1. Electronically controllable brake unit for automotive vehicles with a pressure generating device for generating a hydraulic pressure and a drive unit for the device,

characterized in that the pressure generating device is an internal gear pump (4).

2. Brake unit as claimed in claim 1,

characterized in that the internal gear pump (4) is an independent construction unit.

3. Brake unit as claimed in claim 2,

characterized in that the internal gear pump (4) is configured as a cartridge.

4. Brake unit as claimed in any one of the preceding claims 1 to 3,

characterized in that the internal gear pump (4) is attached in a valve block (1) of a hydraulic control unit by at least one clinch-type or calk-type connection (26).

5. Brake unit, especially as claimed in any one of claims 1 to 4,

characterized in that a pressure-side port of the pressure generating device is connected to a valve assembly (6) configured as a cartridge, the said valve assembly including a non-return valve (30) and a pressure-limiting valve (31).

6. Brake unit as claimed in claim 5,

characterized in that the valve assembly (6) is attached in a valve block (1) of a hydraulic control unit by way of a clinch-type or calk-type connection (33).

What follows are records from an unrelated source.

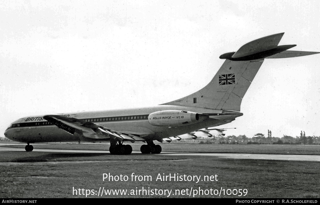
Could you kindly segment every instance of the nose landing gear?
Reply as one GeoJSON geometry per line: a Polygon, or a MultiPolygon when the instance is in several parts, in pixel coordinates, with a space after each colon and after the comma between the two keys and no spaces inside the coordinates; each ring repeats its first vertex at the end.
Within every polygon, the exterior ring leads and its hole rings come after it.
{"type": "Polygon", "coordinates": [[[30,145],[29,144],[29,143],[28,143],[28,145],[26,146],[25,149],[27,152],[31,152],[33,150],[33,146],[30,145]]]}

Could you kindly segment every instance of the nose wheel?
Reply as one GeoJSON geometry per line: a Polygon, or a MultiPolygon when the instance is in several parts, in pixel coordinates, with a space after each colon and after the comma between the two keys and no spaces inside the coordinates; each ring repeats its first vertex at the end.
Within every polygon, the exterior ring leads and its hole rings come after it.
{"type": "Polygon", "coordinates": [[[28,145],[26,146],[25,149],[26,149],[26,151],[27,152],[31,152],[33,150],[33,146],[32,145],[30,145],[28,143],[28,145]]]}

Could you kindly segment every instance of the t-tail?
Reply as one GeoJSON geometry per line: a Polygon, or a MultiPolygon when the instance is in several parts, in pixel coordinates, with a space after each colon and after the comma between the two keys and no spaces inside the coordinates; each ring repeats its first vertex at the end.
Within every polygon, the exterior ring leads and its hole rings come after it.
{"type": "Polygon", "coordinates": [[[284,33],[246,43],[236,52],[220,56],[226,59],[205,87],[182,98],[162,104],[240,111],[241,101],[265,59],[284,58],[319,53],[287,51],[296,45],[278,45],[284,33]]]}

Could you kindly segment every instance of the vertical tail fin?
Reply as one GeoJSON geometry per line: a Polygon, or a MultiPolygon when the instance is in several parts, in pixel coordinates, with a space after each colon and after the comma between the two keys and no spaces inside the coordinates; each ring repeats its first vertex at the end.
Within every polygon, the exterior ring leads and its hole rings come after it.
{"type": "Polygon", "coordinates": [[[292,51],[292,52],[288,53],[290,51],[285,51],[296,45],[278,46],[284,33],[254,40],[244,44],[236,52],[221,55],[220,58],[226,60],[205,87],[191,95],[162,105],[240,111],[242,98],[265,58],[318,53],[292,51]]]}

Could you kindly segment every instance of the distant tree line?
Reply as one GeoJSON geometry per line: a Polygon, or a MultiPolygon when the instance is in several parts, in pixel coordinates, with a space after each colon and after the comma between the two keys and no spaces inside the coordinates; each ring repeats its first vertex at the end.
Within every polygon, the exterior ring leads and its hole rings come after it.
{"type": "Polygon", "coordinates": [[[272,144],[274,145],[320,145],[320,137],[306,136],[304,131],[301,131],[300,136],[293,137],[284,135],[281,138],[272,137],[271,130],[268,130],[268,137],[264,134],[257,133],[252,138],[249,138],[245,135],[229,135],[227,137],[205,138],[206,141],[202,141],[201,144],[272,144]]]}

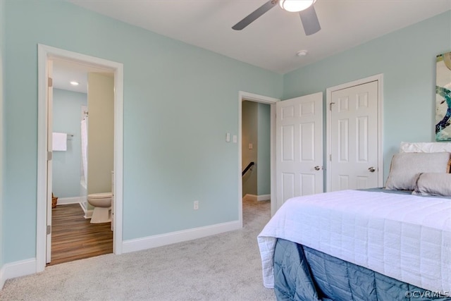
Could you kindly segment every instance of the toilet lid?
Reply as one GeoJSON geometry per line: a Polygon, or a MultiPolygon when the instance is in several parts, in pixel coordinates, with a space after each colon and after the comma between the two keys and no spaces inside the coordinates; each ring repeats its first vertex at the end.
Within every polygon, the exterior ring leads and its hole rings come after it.
{"type": "Polygon", "coordinates": [[[113,196],[111,192],[100,192],[100,193],[92,193],[87,195],[87,197],[89,199],[108,199],[113,196]]]}

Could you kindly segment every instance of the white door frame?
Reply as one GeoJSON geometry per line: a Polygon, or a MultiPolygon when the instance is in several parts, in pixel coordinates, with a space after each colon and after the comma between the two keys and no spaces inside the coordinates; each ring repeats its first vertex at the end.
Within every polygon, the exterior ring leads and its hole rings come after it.
{"type": "Polygon", "coordinates": [[[238,170],[240,171],[240,180],[238,181],[238,199],[239,202],[239,219],[240,224],[242,228],[242,103],[245,100],[254,102],[261,102],[262,104],[268,104],[271,105],[271,215],[274,215],[277,210],[277,200],[276,199],[276,103],[280,102],[280,99],[277,98],[268,97],[266,96],[259,95],[254,93],[240,91],[238,93],[238,170]]]}
{"type": "Polygon", "coordinates": [[[327,145],[327,153],[326,158],[326,191],[330,191],[331,185],[331,175],[330,175],[330,154],[331,154],[331,131],[330,128],[330,110],[329,107],[330,106],[330,102],[332,101],[332,92],[351,87],[357,86],[359,85],[366,84],[370,82],[378,82],[378,186],[382,187],[383,185],[383,156],[382,154],[383,148],[383,140],[382,140],[382,130],[383,130],[383,75],[382,73],[377,74],[376,75],[370,76],[366,78],[362,78],[360,80],[354,80],[345,84],[339,85],[338,86],[331,87],[326,90],[326,145],[327,145]]]}
{"type": "Polygon", "coordinates": [[[122,254],[123,178],[123,65],[103,59],[38,44],[37,202],[36,219],[36,272],[46,266],[47,61],[64,59],[93,65],[114,72],[114,225],[113,252],[122,254]]]}

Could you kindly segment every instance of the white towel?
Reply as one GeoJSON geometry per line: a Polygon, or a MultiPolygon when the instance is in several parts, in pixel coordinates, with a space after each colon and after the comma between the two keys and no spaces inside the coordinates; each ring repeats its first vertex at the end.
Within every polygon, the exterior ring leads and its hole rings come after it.
{"type": "Polygon", "coordinates": [[[66,133],[54,133],[51,142],[52,150],[66,151],[68,149],[68,134],[66,133]]]}

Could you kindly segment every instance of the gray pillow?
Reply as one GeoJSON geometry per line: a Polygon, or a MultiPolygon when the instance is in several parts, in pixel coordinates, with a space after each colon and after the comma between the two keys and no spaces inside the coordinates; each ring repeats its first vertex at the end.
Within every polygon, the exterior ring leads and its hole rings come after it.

7. Brake unit, especially as claimed in any one of claims 1 to 6,

characterized in that a shaft (7) of the drive unit is guided in a bearing (36), the said bearing (36) being arranged in a valve block (1) of a hydraulic control unit.

8. Brake unit, especially as claimed in any one of claims 1 to 7,

characterized in that the pressure generating device is a pump including a housing part (17) and a cover part (18), with the housing part (17) and the cover part (18) being interconnected by means of lanced indentations.

9. Brake unit, especially as claimed in any one of claims 1 to 8,

characterized in that a low-pressure chamber (44) is designed in the pump aspiration area of the pressure generating device.

10. Brake unit as claimed in claim 9,

characterized in that the low-pressure chamber (44) is connected to a low-pressure accumulator or a like element.

11. Brake unit as claimed in claim 9 or 10,

characterized in that a clutch device (8) for coupling the drive unit and the pressure generating device is arranged in the low-pressure chamber (44).